Comércio de alimentos em Areia Vermelha, na PB, volta a ser proibido

AREIA VERMELHA 1Até a publicação da nova portaria, comerciantes instalavam mesas e cadeiras no banco de areia (Foto: Krystine Carneiro/G1)

O comércio de bebidas e alimentos no Parque Estadual Marinho de Areia Vermelha, emCabedelo, na Paraíba, voltou a ser proibido. A proibição, estabelecida por um Termo de Ajustamento de Conduta, volta a vigorar depois que o governo do Estado conseguiu a cassação de duas liminares que liberavam o comércio. A decisão foi publicada no Diário do Tribunal de Justiça desta quinta-feira (28).

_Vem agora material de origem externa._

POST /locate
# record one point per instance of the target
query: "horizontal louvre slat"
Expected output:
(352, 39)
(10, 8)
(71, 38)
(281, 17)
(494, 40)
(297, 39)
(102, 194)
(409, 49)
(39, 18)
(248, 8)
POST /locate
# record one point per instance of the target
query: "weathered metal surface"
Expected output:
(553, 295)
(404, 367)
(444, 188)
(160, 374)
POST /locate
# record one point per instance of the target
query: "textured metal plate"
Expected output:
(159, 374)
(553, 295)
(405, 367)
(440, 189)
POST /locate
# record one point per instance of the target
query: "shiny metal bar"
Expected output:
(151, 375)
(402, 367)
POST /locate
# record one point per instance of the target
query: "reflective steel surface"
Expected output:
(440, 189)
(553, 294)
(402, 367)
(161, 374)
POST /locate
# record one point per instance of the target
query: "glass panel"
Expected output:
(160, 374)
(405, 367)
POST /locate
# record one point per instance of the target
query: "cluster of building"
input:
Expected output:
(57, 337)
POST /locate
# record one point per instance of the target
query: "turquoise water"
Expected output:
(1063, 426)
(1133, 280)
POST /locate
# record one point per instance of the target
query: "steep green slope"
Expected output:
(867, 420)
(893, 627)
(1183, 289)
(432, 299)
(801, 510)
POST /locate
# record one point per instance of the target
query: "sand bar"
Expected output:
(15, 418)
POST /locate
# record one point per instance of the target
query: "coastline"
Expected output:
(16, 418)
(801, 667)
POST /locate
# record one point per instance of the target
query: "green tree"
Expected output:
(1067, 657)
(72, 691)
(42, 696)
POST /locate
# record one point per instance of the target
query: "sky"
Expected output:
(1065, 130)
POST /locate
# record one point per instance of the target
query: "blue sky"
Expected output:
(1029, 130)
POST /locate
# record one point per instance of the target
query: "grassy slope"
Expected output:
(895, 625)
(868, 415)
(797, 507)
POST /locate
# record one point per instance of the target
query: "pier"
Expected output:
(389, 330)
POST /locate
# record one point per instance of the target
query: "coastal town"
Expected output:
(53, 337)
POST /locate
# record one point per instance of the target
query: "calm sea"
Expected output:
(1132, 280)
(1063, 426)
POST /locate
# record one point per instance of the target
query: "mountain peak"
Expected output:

portaria da Superintendência de Administração do Meio Ambiente (Sudema), fruto do TAC, entrou em vigor no dia 12, mas tinha sido suspenso por força de duas liminares em favor da associação dos comerciantes.

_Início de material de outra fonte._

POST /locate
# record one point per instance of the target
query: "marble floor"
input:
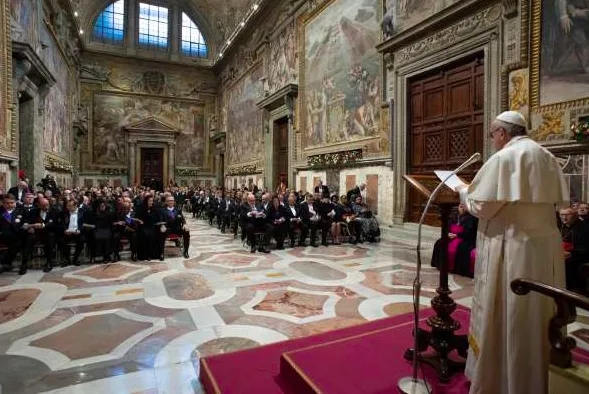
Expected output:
(141, 327)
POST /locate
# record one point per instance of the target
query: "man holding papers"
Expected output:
(513, 195)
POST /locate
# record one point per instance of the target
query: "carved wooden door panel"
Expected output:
(152, 165)
(281, 154)
(446, 111)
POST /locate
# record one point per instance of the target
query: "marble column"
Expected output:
(171, 161)
(132, 162)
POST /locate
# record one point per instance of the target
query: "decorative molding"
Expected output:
(334, 160)
(280, 98)
(187, 172)
(450, 35)
(459, 11)
(57, 165)
(248, 169)
(535, 49)
(113, 171)
(509, 8)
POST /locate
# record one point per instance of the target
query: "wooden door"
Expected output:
(152, 166)
(281, 152)
(446, 111)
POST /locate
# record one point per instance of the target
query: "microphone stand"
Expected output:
(412, 384)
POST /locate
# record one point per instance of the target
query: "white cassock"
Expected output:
(514, 196)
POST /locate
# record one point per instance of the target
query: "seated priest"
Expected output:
(253, 218)
(125, 227)
(575, 240)
(174, 224)
(40, 227)
(278, 221)
(295, 221)
(10, 227)
(462, 241)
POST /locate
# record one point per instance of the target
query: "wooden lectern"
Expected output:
(442, 338)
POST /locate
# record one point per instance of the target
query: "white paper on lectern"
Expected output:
(453, 182)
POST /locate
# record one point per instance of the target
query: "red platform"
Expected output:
(366, 359)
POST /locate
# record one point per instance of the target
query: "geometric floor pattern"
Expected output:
(141, 327)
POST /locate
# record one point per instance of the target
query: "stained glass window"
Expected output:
(193, 43)
(153, 26)
(109, 27)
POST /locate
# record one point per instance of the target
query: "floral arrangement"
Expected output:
(186, 172)
(580, 130)
(335, 159)
(243, 170)
(57, 165)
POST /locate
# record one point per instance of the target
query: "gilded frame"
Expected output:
(535, 49)
(6, 77)
(304, 151)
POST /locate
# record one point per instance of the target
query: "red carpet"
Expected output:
(367, 358)
(371, 362)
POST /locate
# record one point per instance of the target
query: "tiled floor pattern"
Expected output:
(140, 327)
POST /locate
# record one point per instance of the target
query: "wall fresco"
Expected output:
(245, 135)
(341, 74)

A portaria publicada pela Sudema apresenta normas e condutas emergenciais para a regulamentação de acesso e uso do Parque Estadual Marinho de Areia Vermelha. Segundo a Sudema, as fiscalizações no local começariam de imediato.

Conforme a publicação assinada pelo superintendente João Vicente Machado Sobrinho, todas as medidas que haviam sido acordadas entre o Ministério Público da Paraíba e a Sudema em um primeiro momento por meio de um Termo de Ajustamento de Conduta (TAC), foram incorporadas à portaria que regulamenta o uso e o acesso à Areia Vermelha.

Liminares

No dia em que a portaria entrou em vigor foi concedida a primeira liminar, conseguida na Justiça pela Associação dos Comerciantes de Areia Vermelha. A segunda liminar foi concedida no dia 15.

De acordo com a Superintendência de Administração do Meio Ambiente (Sudema), as medidas da portaria que foram suspensas, são necessárias para conter a destruição dos corais de Areia Vermelha. Conforme o órgão 70% dos corais da área já foram degradados e para crescer um centímetro são necessários mais de cem anos. Em Areia Dourada, também em Cabedelo, medidas mais severas serão adotadas e nem mesmo a aproximação de barcos a motor será permitida.

Segundo o superintendente da Sudema, João Vicente, os restos de comida deixados pelas pessoas fazem com que o local fique cheio de bagres atraídos pelos alimentos. Posteriormente os bagres contribuem para que haja um desequilíbrio no ambiente, que é como um berçário de animais marinhos.